L'idée humaine de la souveraineté est donc nécessairement, comme tout du reste dans l'entendement humain, la contrefaçon de ce qui existe éternellement dans l'Entendement divin. Dans l'Entendement divin la souveraineté est l'omnipotence du Principe se reflétant à travers toute sa création. L'entendement humain s'efforçant de contrefaire cette infinité parfaite en dehors du Principe, n'aboutit qu'à la manifestation d'une apparente infinité d'imperfections. Ainsi, il prend un individu, qui, en raison même de son éducation, reflète probablement moins du Principe que son prochain, et le proclame maître de ses semblables par le droit de l'épée ou par le droit de naissance. Le résultat sera inévitablement proportionné à la vanité et à l'égoïsme de la victime, ou à sa sagesse et à son désintéressement. Cherchez dans toute l'histoire et vous constaterez la vérité de ce fait. Un mauvais roi a toujours vu dans la couronne le moyen de satisfaire ses passions; le bon roi est celui qui a eu à cœur les intérêts de la nation dans la mesure de ses lumières.
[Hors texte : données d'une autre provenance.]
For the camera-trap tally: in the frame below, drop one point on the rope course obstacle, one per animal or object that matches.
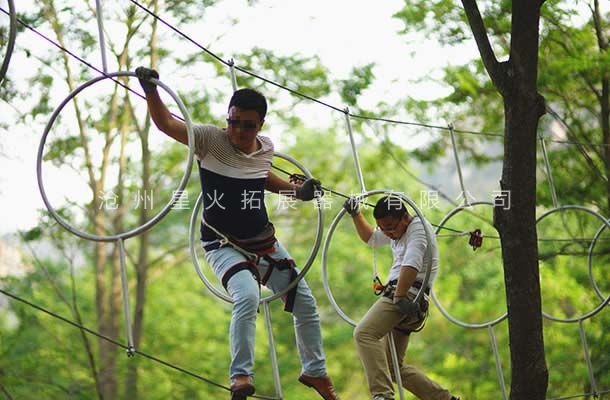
(120, 238)
(11, 40)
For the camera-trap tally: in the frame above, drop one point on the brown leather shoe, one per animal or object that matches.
(322, 384)
(241, 387)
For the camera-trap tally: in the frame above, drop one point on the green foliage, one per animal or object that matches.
(351, 89)
(41, 357)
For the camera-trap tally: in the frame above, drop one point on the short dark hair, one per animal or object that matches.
(390, 206)
(249, 99)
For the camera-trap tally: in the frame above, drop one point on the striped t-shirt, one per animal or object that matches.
(232, 182)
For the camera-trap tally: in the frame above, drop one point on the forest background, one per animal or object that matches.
(104, 144)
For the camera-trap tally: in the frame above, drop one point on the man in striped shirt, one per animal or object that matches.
(234, 167)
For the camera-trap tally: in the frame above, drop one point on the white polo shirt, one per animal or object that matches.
(410, 250)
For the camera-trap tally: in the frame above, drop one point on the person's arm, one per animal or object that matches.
(276, 184)
(364, 229)
(412, 261)
(160, 114)
(164, 120)
(405, 281)
(309, 189)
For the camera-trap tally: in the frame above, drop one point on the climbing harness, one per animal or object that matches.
(476, 239)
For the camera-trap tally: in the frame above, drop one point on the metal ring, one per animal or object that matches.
(433, 294)
(11, 39)
(156, 218)
(606, 223)
(314, 251)
(597, 290)
(331, 230)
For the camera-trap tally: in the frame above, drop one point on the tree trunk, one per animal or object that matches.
(523, 107)
(131, 384)
(515, 217)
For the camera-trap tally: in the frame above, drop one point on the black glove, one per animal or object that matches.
(352, 206)
(308, 190)
(144, 74)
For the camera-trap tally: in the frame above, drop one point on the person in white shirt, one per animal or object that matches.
(395, 312)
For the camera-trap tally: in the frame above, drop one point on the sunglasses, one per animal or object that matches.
(390, 229)
(245, 125)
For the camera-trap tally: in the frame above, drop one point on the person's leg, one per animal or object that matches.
(244, 290)
(412, 378)
(369, 336)
(305, 315)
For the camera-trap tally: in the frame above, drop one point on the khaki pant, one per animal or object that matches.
(374, 350)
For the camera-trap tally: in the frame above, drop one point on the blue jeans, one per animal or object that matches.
(244, 290)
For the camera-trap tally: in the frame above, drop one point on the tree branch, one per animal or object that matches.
(493, 67)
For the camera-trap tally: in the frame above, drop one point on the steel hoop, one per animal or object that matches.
(156, 218)
(605, 301)
(597, 290)
(11, 39)
(433, 294)
(267, 299)
(331, 230)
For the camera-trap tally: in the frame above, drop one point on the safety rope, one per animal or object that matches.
(121, 345)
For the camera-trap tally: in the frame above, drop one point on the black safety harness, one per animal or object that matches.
(388, 292)
(254, 255)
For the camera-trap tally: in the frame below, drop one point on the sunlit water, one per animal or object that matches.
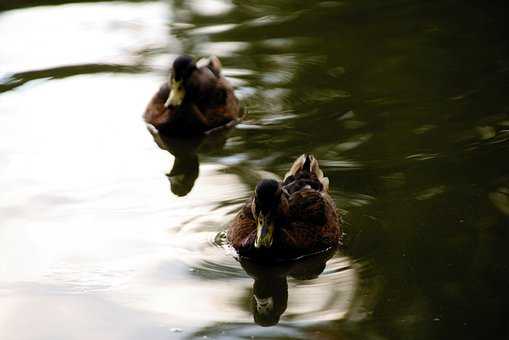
(106, 233)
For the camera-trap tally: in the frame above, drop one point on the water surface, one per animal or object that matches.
(106, 234)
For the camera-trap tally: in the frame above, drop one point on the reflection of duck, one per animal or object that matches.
(270, 288)
(197, 98)
(186, 166)
(288, 219)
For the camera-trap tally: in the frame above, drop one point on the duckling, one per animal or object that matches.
(287, 219)
(196, 99)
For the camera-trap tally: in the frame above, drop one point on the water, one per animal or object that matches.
(106, 234)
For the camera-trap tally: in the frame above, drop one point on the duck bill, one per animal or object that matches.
(177, 94)
(264, 232)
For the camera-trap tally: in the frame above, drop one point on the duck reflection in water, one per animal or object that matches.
(186, 166)
(270, 287)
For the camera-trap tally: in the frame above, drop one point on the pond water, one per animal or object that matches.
(106, 234)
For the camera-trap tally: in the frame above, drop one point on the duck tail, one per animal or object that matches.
(308, 163)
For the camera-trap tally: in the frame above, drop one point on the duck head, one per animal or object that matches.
(265, 208)
(181, 70)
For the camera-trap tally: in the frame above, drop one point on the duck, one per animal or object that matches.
(197, 98)
(287, 219)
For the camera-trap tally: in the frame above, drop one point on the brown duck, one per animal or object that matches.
(288, 219)
(196, 99)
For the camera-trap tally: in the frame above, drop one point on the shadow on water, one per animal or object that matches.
(270, 287)
(186, 165)
(404, 103)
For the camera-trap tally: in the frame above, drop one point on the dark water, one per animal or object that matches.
(105, 235)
Cependant, même le bon roi n'est doué que d'un sens très limité du bien et du mal. Par exemple il croit probablement que son devoir envers ses semblables s'arrête à ses propres frontières, sans tenir aucun compte de la leçon d'altruisme contenue dans la parabole de l'homme qui tomba entre les mains des voleurs. Le fait est que, comme Mrs. Eddy l'a dit dans le passage de Science et Santé cité ci-dessus, la seule souveraineté réelle est celle de l'Entendement divin. Tout ce qui, sur le plan humain de l'existence, reflète cette souveraineté, est la véritable royauté, étant donné que le divin se révèle à mesure que le concept humain s'évanouit et que l'homme à l'image et à la ressemblance de Dieu, le Principe, apparaît. Mais, ainsi que Mrs. Eddy le dit plus dans le même passage: “Les profanes ne comprenaient pas alors, ne comprennent pas maintenant, ce décret du Christ; par conséquent ils ne peuvent démontrer le pouvoir guérisseur de Dieu.”